Many corresponded with Wade and members of his family, as well as representatives of the MCS, in an attempt to gain supplies they desperately needed. They also sought to have the Wade family pay them what they were owed for three years' work - an estimated $100,000. They were met mostly with silence; in one letter the Wade family told them their board and court expenses had been charged to the money they were owed, and that in fact they were in debt to the family. The letters from the African Americans reported the high fatalities their group suffered, with many dying in the first year or so of "African fever." Neither the Wade family nor the ACS ever followed through on their obligations to the settlers; no university in Liberia was endowed or established from Ross' funds.

In Mississippi in Africa: The Saga of the Slaves of Prospect Hill Plantation and Their Legacy in Liberia Today (revised edition, 2010), author Alan Huffman argues that tensions introduced by the development of this colony (and the larger influence of Americo-Liberians in the country) created longstanding resentments among the indigenous tribesmen.
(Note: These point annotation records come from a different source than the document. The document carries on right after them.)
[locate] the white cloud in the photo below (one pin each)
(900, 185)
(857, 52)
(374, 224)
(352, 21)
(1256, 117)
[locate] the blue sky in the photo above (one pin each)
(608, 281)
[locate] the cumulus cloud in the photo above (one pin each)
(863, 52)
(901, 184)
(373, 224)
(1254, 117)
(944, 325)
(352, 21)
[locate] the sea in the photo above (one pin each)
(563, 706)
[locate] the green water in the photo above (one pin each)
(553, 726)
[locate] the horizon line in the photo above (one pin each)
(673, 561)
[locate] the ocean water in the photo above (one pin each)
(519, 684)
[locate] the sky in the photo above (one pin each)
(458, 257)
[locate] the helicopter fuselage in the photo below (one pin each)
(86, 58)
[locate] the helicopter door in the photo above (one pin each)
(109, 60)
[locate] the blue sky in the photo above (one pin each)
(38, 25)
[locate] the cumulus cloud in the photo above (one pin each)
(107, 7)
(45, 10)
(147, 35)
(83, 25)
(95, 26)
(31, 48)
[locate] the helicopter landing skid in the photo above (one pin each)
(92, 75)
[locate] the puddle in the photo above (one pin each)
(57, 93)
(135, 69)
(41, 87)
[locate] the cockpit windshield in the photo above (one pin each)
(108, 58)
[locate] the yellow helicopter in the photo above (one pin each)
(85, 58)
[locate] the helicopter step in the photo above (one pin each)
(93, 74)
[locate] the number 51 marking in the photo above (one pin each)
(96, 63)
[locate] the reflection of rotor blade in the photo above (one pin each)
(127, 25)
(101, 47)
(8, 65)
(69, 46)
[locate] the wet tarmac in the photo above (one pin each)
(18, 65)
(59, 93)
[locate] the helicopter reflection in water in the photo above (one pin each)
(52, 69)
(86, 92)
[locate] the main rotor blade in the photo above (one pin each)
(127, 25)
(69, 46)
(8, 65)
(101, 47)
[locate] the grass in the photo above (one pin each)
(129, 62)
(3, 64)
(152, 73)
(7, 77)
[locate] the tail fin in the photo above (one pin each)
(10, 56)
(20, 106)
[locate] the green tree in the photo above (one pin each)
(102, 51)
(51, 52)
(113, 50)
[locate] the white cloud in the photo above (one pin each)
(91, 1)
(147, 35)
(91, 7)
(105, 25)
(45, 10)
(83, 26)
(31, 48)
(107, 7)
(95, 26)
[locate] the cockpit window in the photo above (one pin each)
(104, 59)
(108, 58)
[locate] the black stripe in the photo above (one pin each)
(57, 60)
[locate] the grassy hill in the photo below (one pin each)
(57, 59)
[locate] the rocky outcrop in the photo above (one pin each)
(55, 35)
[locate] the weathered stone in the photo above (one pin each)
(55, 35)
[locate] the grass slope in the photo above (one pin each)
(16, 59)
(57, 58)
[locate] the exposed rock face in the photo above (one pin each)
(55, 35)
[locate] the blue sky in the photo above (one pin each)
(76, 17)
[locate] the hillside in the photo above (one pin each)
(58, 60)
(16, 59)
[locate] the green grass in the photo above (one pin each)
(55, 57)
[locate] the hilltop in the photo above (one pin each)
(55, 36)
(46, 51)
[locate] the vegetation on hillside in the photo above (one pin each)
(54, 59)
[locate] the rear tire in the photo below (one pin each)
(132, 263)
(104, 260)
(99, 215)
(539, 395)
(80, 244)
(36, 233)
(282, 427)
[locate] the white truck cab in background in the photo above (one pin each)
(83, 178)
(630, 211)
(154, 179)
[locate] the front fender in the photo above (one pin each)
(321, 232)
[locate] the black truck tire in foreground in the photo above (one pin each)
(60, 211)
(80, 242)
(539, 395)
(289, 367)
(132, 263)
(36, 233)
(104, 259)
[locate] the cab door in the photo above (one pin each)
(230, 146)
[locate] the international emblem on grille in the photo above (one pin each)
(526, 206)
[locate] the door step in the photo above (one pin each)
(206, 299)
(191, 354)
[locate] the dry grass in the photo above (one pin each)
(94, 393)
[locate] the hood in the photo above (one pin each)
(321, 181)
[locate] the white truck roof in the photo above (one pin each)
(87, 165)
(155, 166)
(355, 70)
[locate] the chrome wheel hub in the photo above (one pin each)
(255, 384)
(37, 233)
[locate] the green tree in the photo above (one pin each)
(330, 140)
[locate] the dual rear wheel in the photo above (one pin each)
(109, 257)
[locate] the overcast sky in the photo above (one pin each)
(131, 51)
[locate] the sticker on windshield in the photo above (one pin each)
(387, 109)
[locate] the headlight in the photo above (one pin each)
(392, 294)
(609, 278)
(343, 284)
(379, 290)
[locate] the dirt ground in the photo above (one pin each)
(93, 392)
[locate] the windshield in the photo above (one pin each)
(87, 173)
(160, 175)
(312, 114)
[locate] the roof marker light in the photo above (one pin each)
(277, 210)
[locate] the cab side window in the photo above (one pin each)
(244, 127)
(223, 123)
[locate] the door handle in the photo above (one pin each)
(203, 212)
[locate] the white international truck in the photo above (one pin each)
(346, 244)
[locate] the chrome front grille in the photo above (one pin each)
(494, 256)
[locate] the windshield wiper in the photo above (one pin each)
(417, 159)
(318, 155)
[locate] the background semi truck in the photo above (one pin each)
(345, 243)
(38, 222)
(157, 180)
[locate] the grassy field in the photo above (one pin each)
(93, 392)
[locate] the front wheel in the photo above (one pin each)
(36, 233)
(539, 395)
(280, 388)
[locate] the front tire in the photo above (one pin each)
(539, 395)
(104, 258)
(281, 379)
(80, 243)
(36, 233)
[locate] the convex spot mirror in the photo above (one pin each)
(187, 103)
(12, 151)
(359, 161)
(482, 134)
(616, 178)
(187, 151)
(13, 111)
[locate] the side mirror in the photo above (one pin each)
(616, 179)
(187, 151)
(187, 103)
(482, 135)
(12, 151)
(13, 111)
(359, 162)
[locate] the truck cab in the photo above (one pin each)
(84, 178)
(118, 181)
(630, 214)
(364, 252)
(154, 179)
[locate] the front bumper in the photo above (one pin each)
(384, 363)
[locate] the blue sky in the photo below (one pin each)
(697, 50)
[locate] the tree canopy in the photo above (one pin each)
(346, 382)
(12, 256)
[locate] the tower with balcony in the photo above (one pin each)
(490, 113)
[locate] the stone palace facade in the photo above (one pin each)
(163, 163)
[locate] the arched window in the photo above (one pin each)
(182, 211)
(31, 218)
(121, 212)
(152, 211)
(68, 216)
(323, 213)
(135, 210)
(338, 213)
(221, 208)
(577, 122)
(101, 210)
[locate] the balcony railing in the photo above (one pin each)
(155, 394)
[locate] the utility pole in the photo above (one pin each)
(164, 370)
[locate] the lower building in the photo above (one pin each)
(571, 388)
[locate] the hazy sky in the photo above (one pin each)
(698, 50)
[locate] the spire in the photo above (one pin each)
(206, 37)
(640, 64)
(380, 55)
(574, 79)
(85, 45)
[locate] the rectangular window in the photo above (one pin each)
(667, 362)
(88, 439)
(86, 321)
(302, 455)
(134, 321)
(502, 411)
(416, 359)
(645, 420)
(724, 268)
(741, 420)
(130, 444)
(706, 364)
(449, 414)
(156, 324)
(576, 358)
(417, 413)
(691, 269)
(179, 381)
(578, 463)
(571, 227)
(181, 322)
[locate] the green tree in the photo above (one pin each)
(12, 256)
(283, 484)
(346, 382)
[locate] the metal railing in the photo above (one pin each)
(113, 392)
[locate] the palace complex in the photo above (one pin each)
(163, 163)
In addition, the Americo-Liberians repressed the native peoples and assumed their own superiority, in a colonial manner. They created a society with inequities that Huffman believes strongly contributed to the First Liberian Civil War of 1989-1996 more than a century later, and to the Second Liberian Civil War of 1999–2003. Because the Americo-Liberians dominated the country politically and economically into the 20th century, suppressing the native tribes, there was great resentment against them among the indigenous peoples. The Americo-Liberians treated the native tribes as inferior to them, much as they had been treated by whites in the United States.